いじめ防止対策推進法:28日施行も基本方針間に合わず

毎日新聞 2013年09月28日 10時46分(最終更新 09月28日 16時42分)

いじめの調査をする「第三者委員会」のメンバー構成のあり方などについて激論が交わされた「いじめ防止基本方針策定協議会」の第5回会合=東京都千代田区の文部科学省で2013年9月26日午後1時6分、水戸健一撮影
いじめの調査をする「第三者委員会」のメンバー構成のあり方などについて激論が交わされた「いじめ防止基本方針策定協議会」の第5回会合=東京都千代田区の文部科学省で2013年9月26日午後1時6分、水戸健一撮影

 いじめから子供を守るため、学校や行政の責務を定めた「いじめ防止対策推進法」が28日、施行された。同法は、大津市の中2男子いじめ自殺問題をきっかけに与野党の議員立法で成立したが、運用に必要な国の基本方針作りが間に合わないという想定外のスタートとなった。学校と行政の役割分担などで混乱する懸念があり、遺族からは文部科学省の見通しの甘さを指摘する声も上がっている。【水戸健一、小林哲夫、石川勝義】

 「いじめを調査する『第三者』とは、どんな人を指すのか」「あまり対象を狭められると調査メンバーの選任が難しくなる」。法の施行が迫った26日、文科省で開かれた「いじめ防止基本方針策定協議会」では、休憩を挟んで4時間半、激論が交わされた。

 有識者や弁護士、小中学校長ら計14人で、同法が定める国の基本方針を策定する。子供の生命と人権に関わることに加え、衆参両院の委員会の付帯決議が法の不備を補う複雑な事情があり、基本方針なしに法の的確な運用は難しい。

 6月の法成立後、8月中旬に協議会の初会合が開かれた。施行日までに5回の会合を開き、まとめる予定だった。だが、自治体、学校、教員の役割について国がどこまで踏み込むのか、いじめの調査メンバーをどうするのか、など意見がまとまらないまま会を重ね、不満を訴える委員も。26日の第5回会合でも集約できず、基本方針がないまま施行日に突入することになった。座長の森田洋司・大阪市立大名誉教授は「徹底的に議論する必要がある。できる限りよいものにしたい」と理解を求めた。基本方針に策定期限はないが、施行日に間に合わないのは想定外。協議会は10月上旬の策定を目指す。

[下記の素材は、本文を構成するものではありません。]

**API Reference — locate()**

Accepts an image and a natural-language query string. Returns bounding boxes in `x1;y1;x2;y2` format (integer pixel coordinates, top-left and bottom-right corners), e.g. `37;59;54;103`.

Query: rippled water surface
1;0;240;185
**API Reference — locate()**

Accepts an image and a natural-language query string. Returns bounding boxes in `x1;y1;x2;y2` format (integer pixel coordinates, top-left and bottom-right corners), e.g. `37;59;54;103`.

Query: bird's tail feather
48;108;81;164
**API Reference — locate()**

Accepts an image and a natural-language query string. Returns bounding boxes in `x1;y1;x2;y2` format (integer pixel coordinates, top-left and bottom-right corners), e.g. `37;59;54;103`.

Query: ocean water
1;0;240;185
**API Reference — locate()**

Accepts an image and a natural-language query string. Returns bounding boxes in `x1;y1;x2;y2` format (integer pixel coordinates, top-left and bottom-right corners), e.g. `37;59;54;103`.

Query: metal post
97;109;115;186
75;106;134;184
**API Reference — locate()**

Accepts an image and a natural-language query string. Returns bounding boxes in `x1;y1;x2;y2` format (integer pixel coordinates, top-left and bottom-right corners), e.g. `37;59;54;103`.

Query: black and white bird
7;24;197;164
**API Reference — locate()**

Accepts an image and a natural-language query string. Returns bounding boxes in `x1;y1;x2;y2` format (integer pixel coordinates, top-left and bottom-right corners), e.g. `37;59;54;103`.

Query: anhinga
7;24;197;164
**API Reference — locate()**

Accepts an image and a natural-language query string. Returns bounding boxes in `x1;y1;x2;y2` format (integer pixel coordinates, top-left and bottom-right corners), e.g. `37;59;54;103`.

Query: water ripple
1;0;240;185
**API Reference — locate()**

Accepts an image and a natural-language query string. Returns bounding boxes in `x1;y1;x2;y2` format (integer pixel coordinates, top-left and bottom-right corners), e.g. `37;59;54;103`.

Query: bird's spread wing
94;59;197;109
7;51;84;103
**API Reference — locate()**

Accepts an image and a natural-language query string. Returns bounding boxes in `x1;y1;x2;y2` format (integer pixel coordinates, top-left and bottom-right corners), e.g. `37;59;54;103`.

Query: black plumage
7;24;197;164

 昨年10月に「子どものいじめの防止に関する条例」を施行した岐阜県可児市の片桐厚司市民部長は「条例がない自治体では、国の基本方針が定まらない中で(行政や学校、保護者など)それぞれの役割について対応を進めるのは難しいかもしれない」と話す。条例はいじめの防止と早期発見のため、市と学校、保護者、市民らそれぞれの立場で責任を明確化。市内の事業所がステッカーを作ったり、自治会が、高齢者らに登下校時に合わせ散歩するよう呼び掛けて見守り活動をしたりするなどの動きが出てきた。片桐部長は「教育委員会と学校、家庭、地域が一体になる体制ができてきた」と条例効果に実感を込める。